RSA Key Converter
Convert RSA private and public keys between PKCS#1, PKCS#8, SPKI, and DER base64 locally.
About the RSA Key Converter
The RSA Key Converter transforms PEM encoded RSA and generic private or public keys between common formats: PKCS#1 (BEGIN RSA PRIVATE KEY), PKCS#8 (BEGIN PRIVATE KEY), SPKI (BEGIN PUBLIC KEY), and raw DER as base64. Paste a key, pick the output format, and copy the result.
Different tools and platforms expect different wrappers around the same underlying key material. OpenSSL, Java keystores, Windows IIS, and various cloud load balancers disagree on PEM headers. This converter lets you rewrap without openssl on the command line.
Conversion runs entirely in your browser with node-forge. Private keys are never uploaded. Clear the page when finished on a shared machine.
EC keys can convert between PKCS#8 PEM and DER base64. PKCS#1 RSA-specific formats apply when the key is RSA.

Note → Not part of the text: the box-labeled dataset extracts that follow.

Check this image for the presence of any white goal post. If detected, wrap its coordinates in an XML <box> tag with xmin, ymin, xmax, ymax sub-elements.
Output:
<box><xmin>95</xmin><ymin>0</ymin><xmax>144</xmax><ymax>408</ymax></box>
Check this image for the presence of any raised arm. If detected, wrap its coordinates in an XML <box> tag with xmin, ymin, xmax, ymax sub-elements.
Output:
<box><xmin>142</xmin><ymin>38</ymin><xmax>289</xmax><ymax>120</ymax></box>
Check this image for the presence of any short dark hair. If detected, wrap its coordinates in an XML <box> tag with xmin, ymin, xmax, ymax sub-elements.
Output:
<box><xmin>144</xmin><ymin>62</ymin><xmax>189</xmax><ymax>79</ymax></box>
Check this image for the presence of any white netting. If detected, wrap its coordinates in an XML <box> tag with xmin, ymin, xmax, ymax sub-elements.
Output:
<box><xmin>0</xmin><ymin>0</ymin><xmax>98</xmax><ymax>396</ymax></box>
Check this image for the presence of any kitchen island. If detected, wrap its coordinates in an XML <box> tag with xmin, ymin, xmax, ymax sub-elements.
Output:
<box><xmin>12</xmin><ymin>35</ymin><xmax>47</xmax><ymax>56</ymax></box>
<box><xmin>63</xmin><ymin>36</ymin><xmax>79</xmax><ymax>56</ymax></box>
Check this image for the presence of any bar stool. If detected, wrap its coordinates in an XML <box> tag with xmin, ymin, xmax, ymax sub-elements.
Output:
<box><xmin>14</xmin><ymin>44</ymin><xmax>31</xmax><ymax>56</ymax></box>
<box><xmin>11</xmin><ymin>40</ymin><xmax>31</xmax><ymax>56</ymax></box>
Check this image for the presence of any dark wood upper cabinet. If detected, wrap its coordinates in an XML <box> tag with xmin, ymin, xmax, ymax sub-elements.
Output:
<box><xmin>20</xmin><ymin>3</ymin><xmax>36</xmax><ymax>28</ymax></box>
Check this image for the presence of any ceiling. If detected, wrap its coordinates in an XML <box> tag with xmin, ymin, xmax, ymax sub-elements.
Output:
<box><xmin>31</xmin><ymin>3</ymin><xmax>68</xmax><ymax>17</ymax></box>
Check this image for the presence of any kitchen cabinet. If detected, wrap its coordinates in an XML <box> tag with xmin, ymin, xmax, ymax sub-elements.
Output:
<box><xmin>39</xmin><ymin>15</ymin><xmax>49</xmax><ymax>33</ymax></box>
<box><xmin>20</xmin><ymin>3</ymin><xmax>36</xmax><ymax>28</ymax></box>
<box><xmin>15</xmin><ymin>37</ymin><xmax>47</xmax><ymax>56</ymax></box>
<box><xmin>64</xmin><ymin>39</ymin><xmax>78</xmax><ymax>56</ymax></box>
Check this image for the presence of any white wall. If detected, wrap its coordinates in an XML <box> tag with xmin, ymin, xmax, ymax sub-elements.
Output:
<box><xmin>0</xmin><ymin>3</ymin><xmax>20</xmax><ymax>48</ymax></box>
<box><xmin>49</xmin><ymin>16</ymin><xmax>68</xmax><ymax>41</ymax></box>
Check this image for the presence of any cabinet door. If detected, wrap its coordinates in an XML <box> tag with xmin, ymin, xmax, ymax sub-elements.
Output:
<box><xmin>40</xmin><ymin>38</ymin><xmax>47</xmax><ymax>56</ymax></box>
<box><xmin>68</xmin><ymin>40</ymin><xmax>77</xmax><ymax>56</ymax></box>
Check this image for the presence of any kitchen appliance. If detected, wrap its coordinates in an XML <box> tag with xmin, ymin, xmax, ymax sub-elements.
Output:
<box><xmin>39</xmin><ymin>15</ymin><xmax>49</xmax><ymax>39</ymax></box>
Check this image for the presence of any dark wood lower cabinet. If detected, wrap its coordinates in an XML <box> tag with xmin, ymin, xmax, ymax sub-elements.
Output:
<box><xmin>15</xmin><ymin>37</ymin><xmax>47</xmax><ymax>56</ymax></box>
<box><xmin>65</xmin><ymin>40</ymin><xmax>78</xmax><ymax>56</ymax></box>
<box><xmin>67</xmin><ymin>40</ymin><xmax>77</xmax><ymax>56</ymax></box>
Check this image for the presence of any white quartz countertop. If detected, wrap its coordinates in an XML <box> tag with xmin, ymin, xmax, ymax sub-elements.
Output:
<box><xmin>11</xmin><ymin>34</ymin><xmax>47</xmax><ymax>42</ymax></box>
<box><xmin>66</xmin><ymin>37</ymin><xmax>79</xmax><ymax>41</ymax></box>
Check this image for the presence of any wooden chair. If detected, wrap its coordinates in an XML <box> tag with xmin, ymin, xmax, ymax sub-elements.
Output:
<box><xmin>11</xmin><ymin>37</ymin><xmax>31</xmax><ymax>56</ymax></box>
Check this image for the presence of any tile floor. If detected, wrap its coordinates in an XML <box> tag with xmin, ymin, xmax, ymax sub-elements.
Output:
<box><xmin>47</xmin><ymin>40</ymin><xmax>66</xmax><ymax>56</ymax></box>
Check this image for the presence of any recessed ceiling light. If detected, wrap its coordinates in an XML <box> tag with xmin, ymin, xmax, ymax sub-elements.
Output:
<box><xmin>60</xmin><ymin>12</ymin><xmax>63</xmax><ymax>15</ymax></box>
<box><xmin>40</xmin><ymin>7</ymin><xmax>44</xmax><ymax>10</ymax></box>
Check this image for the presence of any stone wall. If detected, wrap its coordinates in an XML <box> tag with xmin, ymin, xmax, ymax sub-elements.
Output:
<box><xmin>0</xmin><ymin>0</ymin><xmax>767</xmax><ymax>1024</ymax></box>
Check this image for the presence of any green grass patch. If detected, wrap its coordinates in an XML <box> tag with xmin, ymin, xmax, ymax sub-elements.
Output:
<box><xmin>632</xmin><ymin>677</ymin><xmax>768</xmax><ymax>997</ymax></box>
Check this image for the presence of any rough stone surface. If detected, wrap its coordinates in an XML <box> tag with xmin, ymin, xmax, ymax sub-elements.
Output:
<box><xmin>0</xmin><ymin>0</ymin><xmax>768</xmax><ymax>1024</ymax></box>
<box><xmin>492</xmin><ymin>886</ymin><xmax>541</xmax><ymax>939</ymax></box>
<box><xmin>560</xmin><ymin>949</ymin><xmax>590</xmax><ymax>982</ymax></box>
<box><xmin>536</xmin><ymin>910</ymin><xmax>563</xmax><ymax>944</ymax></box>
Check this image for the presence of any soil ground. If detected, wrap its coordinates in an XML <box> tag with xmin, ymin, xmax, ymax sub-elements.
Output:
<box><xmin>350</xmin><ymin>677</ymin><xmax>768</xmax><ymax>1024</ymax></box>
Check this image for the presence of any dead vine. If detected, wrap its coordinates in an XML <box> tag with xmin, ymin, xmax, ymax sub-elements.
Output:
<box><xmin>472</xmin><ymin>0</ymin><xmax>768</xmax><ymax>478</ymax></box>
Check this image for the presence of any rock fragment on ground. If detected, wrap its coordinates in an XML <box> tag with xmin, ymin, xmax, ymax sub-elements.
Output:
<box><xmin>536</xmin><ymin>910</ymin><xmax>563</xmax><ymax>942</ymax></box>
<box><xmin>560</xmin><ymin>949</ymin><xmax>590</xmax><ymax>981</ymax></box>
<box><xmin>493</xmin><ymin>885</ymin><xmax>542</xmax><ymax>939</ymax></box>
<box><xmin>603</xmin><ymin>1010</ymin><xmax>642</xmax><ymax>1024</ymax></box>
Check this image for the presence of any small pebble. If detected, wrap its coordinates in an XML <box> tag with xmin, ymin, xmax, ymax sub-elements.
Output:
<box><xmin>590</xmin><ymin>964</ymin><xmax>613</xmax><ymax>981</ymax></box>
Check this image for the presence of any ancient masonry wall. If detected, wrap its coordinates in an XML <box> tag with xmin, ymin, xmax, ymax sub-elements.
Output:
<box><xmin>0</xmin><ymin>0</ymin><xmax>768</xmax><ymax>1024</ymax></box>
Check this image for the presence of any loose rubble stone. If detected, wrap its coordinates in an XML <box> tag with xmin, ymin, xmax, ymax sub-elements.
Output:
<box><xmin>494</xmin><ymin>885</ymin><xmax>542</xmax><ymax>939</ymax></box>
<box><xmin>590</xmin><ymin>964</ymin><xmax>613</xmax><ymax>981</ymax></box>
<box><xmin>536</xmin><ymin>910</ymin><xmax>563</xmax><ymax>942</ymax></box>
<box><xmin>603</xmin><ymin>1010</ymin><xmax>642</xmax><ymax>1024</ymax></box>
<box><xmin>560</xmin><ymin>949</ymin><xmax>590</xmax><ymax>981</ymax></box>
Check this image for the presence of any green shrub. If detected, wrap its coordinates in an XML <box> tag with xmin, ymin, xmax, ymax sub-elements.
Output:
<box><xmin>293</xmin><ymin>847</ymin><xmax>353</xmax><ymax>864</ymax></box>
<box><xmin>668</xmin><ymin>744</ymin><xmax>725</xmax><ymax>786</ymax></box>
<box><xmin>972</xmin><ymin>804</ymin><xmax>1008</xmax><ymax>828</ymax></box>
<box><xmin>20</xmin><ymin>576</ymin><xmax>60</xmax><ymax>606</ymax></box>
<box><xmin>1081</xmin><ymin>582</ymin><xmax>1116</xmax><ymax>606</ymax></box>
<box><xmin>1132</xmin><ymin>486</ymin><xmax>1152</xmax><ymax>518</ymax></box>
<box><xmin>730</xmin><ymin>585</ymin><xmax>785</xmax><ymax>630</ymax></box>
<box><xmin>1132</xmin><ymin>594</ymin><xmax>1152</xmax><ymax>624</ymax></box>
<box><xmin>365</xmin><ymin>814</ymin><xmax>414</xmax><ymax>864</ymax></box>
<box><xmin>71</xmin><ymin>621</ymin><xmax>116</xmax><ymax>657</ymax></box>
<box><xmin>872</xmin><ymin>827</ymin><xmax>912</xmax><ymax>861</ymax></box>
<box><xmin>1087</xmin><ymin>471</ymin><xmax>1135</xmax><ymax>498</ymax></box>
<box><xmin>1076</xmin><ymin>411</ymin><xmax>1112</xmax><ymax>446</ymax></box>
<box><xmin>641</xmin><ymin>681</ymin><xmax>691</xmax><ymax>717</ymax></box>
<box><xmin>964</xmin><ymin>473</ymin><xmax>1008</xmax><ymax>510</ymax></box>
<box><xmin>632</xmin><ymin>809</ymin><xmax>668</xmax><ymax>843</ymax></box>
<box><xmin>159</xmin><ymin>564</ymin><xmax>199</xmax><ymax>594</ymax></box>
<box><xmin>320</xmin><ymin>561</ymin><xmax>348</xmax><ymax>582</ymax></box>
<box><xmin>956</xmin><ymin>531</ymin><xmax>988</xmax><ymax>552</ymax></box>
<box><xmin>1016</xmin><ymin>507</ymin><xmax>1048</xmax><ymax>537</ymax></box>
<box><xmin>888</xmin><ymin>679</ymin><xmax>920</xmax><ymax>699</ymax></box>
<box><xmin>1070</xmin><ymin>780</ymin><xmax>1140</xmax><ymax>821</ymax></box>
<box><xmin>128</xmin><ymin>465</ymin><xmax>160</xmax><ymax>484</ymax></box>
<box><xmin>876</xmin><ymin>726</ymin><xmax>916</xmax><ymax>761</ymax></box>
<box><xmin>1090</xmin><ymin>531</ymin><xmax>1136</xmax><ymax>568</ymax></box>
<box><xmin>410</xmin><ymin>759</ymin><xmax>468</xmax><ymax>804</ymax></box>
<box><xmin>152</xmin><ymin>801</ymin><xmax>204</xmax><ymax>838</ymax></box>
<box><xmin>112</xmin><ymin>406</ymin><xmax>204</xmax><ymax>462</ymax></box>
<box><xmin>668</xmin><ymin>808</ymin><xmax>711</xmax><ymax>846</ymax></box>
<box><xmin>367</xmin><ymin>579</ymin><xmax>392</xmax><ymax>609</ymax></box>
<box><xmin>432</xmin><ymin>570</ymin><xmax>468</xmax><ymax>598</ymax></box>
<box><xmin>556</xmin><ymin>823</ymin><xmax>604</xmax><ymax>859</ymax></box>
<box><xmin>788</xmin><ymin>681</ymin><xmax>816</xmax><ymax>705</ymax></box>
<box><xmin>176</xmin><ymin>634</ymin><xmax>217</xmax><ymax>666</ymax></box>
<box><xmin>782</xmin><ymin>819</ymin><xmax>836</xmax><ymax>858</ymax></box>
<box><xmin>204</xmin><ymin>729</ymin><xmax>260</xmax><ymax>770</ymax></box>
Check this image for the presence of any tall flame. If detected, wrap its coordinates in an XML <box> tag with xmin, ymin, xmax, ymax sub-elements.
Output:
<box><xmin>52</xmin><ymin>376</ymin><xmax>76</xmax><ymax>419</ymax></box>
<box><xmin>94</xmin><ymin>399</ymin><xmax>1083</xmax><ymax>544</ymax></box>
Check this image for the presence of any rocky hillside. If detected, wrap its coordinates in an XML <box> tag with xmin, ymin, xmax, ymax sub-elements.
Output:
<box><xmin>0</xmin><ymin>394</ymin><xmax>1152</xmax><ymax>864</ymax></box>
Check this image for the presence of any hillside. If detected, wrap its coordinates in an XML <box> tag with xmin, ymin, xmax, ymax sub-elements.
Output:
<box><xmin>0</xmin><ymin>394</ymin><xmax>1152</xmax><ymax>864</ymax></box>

Reach developers and designers who use these tools every day. Privacy-first, no trackers.
Frequently asked questions
What is the difference between PKCS#1 and PKCS#8?
PKCS#1 wraps RSA key material directly (BEGIN RSA PRIVATE KEY). PKCS#8 wraps any algorithm in a standard envelope (BEGIN PRIVATE KEY). Many modern tools prefer PKCS#8.
Is my private key uploaded?
No. Parsing and conversion happen locally in your browser.
Can I convert encrypted (passphrase protected) keys?
No. Decrypt the key with openssl first, then paste the unencrypted PEM here.
What is SPKI?
Subject Public Key Info is the standard PEM format for public keys (BEGIN PUBLIC KEY). It is what you extract from a certificate or CSR public half.
Why does PKCS#1 export fail?
PKCS#1 RSA PEM is only defined for RSA keys. EC or other algorithms use PKCS#8 or SPKI instead.